PARIS : "Planification écologique", "protectionnisme solidaire", "VIe République": le programme présidentiel de Jean-Luc Mélenchon, "L'Avenir en commun" (AEC), sort jeudi légèrement remanié par rapport à 2017, signe de la confiance inaltérable, et parfois décriée, du candidat LFI en ses idées.
"Vous allez voir, toutes les idées qu'ils vont sortir dans les prochaines semaines auront été dans l'AEC depuis 2017", claironnait récemment devant la presse le chef des Insoumis à propos des autres candidats de gauche.
Le droit de vote dès 16 ans proposé par sa concurrente socialiste Anne Hidalgo? L'Insoumis rappelle qu'il le défend depuis de nombreuses années. La volonté déclarée de l'écologiste Yannick Jadot de "réindustrialiser le pays"? Il l'adoube, en remarquant que "le discours de M. Jadot évolue vers des positions beaucoup plus proches des nôtres".
"On revendique la continuité, la base très forte de ce programme vendu en 2017 à 360 000 exemplaires", et "dont on est fiers", explique à l'AFP la coordinatrice du programme Clémence Guetté.
La convocation d'une assemblée constituante pour fonder une VIe République plus parlementaire, la planification étatique de la "bifurcation écologique", "le partage des richesses" obtenu grâce à une taxation accrue des salaires supérieurs à 4 000 euros, la retraite à 60 ans: autant de piliers du programme de 2017 qui sont repris pour 2022, rassemblés dans un livre vendu trois euros en ligne et dans les librairies .
Mais Clémence Guetté et ses équipes ont procédé à un patient travail d'actualisation et d'approfondissement, s'appuyant notamment sur les propositions de loi des 17 députés. "Le degré de précision et le caractère opérationnel sont plus forts", se félicite Mme Guetté.
Le programme, aux 84 mesures-clé et 690 propositions au total, est ainsi davantage fourni sur l'égalité femmes-hommes (salaires, lutte contre les violences, parité), la planification écologique (200 milliards d'investissements sur des "grands chantiers" de transports, d'énergie et agricoles, la protection des "biens communs comme l'eau"...) ou encore les outre-mers.
«Petit livre rouge»
Le thème de l'Union européenne connaît aussi un changement important, même si les Insoumis le souhaitent discret. Il ne s'agit plus de menacer l'UE de sortie de la France en cas de refus de ses pays membres de réviser les traités, jugés trop contraignants, pour les investissements publics notamment.
Les Insoumis proposent désormais un "opt-out", c'est-à-dire la désobéissance aux traités sur des points stratégiques.
Visuellement, quand la couverture de la version 2017 jouait la sobriété d'un manuel pratique, faisant la part belle au logo insoumis, celle de 2022 arbore un portrait de Jean-Luc Mélenchon regardant frontalement l'électeur, tout sourire, en veste et col roulé noirs.
Preuve que La France insoumise s'appuie sur la notoriété de son fondateur et leader. "Il y a une énorme hypocrisie, un déni collectif chez les Insoumis, qui prétendent voter pour un programme et non pour une personne", sourit un ancien cadre de LFI.
"Mettre autant en avant le programme, pour dire que ce sont les idées qui sont importantes", est une manière de répondre au "reproche qu'on serait une armée de petits soldats de Mélenchon", confie Merlin, militant LFI parisien de 21 ans.
Il conçoit qu'on puisse, sur le plan symbolique, "comparer l'Avenir en commun avec le petit livre rouge de Mao ou le manifeste du Parti communiste". Mais "c'est l'un des programmes les plus complets", assure-t-il.

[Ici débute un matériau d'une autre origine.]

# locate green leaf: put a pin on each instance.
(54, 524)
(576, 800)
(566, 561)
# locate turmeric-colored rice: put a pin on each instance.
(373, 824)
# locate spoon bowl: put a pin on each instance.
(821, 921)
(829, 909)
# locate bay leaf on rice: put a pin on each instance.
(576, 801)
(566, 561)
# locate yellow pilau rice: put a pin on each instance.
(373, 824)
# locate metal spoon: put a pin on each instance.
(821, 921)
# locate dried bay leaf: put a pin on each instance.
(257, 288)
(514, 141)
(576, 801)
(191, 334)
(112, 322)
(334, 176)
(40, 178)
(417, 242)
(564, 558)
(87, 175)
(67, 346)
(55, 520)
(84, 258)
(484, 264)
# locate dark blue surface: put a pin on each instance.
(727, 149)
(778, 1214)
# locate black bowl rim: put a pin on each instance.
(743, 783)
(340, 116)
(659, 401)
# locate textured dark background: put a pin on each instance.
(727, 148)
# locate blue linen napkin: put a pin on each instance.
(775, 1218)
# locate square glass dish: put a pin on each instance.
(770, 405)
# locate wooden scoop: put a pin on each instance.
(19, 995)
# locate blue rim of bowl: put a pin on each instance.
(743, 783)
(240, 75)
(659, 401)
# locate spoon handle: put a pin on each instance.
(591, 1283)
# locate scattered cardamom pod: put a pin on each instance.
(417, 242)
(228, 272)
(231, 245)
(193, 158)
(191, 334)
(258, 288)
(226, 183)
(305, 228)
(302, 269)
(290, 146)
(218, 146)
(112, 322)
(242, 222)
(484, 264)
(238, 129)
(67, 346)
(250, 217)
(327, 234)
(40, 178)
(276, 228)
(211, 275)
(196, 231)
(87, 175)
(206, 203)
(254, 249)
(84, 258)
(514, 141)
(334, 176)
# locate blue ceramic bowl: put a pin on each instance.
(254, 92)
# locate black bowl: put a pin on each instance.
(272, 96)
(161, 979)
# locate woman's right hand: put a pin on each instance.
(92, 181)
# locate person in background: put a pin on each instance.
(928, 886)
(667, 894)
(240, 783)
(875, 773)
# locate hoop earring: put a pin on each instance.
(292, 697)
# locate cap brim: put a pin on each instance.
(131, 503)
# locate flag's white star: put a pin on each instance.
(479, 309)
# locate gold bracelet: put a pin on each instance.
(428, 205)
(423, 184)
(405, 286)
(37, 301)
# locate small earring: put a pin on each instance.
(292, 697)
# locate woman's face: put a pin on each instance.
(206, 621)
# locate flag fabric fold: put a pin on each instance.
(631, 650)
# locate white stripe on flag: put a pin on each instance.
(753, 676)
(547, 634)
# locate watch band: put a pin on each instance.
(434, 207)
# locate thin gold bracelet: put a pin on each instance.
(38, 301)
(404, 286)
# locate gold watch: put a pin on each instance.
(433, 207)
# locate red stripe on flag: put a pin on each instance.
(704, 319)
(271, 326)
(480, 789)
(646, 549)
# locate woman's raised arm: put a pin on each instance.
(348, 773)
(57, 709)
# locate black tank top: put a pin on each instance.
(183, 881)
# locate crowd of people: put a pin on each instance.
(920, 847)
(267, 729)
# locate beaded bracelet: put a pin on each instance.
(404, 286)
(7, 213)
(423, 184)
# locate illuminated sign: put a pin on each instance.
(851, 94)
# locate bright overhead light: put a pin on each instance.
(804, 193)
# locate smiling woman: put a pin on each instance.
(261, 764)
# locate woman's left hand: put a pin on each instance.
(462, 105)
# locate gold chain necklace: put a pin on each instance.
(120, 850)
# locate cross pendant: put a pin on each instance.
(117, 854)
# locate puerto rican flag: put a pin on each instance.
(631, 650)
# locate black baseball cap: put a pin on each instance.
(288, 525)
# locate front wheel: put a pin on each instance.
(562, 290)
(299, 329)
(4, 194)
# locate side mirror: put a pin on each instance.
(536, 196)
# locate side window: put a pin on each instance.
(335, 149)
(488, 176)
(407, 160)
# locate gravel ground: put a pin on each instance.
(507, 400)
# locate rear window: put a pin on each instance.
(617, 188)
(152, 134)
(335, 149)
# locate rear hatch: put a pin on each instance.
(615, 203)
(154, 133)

Pour sa part, l'ancien cadre de LFI dénonce la "sacralité de l'AEC, programme qui serait intouchable, empêchant de s'entendre avec le reste de la gauche" - dont les sept candidatures ne totalisent qu'un quart des intentions de vote selon les sondages.
Les Insoumis organisent ce weekend une grande distribution des 60 000 exemplaires déjà tirés, vendredi devant les universités, et samedi et dimanche dans toute la France.